It’s a special day when anyone reaches the age of 100, but there was double cause for celebration this week when identical twins Alice Sleaford and Mary Taylor saw in their centenary.
Four generations of their family were present at a party in the Manners Street Community Centre, Grantham, close to Alice’s home.
Mary, who travelled to the party on Wednesday from her home in West Bridgford said: “It is marvellous to be together at this age.”
And Alice described having everyone together as “the best present.”
The party, organised by Alice’s daughter Joan and son Michael, included an impressive cake and buffet, and in case the twins were in any doubt about the significance of their birthday they received cards from the Queen and were interviewed for local television.
Mary’s son Ken said: “A 100th birthday is very rare, and it’s absolutely marvellous for them both to be here to enjoy the day.”
There were also plenty of opportunities to reminisce, with photos of Alice and Mary when they were younger, although even they couldn’t make out who was who as babies.

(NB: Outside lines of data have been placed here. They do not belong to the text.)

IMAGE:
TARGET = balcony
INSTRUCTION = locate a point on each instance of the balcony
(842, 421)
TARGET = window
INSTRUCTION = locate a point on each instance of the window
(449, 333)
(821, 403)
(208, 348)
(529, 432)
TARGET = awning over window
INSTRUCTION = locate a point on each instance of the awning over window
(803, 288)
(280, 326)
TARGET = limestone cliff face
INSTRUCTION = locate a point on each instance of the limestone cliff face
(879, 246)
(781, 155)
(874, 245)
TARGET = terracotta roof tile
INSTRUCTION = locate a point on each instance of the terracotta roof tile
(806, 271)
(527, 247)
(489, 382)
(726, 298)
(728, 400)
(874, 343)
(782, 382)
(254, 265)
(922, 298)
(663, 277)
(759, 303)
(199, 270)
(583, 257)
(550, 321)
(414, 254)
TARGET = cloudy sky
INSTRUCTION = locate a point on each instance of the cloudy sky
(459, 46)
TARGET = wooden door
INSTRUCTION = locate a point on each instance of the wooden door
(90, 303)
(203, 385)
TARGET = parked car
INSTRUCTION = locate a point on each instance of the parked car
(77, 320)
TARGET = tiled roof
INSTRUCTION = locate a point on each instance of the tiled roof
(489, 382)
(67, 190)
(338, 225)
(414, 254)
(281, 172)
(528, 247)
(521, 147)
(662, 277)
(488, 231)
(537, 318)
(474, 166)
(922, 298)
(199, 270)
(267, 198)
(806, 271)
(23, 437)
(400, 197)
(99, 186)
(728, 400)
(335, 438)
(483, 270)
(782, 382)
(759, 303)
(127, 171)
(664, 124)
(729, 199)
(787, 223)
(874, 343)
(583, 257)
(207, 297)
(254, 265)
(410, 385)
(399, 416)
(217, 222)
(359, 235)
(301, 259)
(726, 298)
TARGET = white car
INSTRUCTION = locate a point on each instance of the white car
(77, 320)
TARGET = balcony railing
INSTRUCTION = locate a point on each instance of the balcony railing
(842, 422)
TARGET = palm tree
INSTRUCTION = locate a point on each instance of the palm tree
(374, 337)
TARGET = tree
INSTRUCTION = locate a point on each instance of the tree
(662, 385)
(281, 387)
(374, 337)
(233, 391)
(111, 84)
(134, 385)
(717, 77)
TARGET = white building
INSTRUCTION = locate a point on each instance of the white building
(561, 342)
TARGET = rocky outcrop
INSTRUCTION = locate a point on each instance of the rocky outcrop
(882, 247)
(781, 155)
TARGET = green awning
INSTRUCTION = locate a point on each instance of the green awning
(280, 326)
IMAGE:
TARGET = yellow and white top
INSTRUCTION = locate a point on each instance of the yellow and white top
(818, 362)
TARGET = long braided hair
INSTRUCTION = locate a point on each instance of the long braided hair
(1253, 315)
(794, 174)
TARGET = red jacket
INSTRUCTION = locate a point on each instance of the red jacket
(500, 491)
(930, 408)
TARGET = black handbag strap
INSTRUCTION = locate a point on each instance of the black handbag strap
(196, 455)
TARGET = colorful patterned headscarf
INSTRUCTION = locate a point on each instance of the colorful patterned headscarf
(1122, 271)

Moreover, they have never known who is the eldest twin, only that they were born in Boston on June 4, 1914.
The sisters were brought up in Rauceby where they attended the village school, and say they were often mistaken for one another.
Mary said: “We have always stuck together” and indeed they were inseperable even when it came to work, with both of them taking jobs in the wards at Rauceby Psychiatric Hospital.
The sisters both married, Alice to Charles Sleaford and Mary to Harry Taylor, and have children, grandchildren and great-granchildren.
While they may not know who was the first to turn 100 on the day, it was clear that this didn’t matter to Alice and Mary, as they saw in their centenary hand in hand.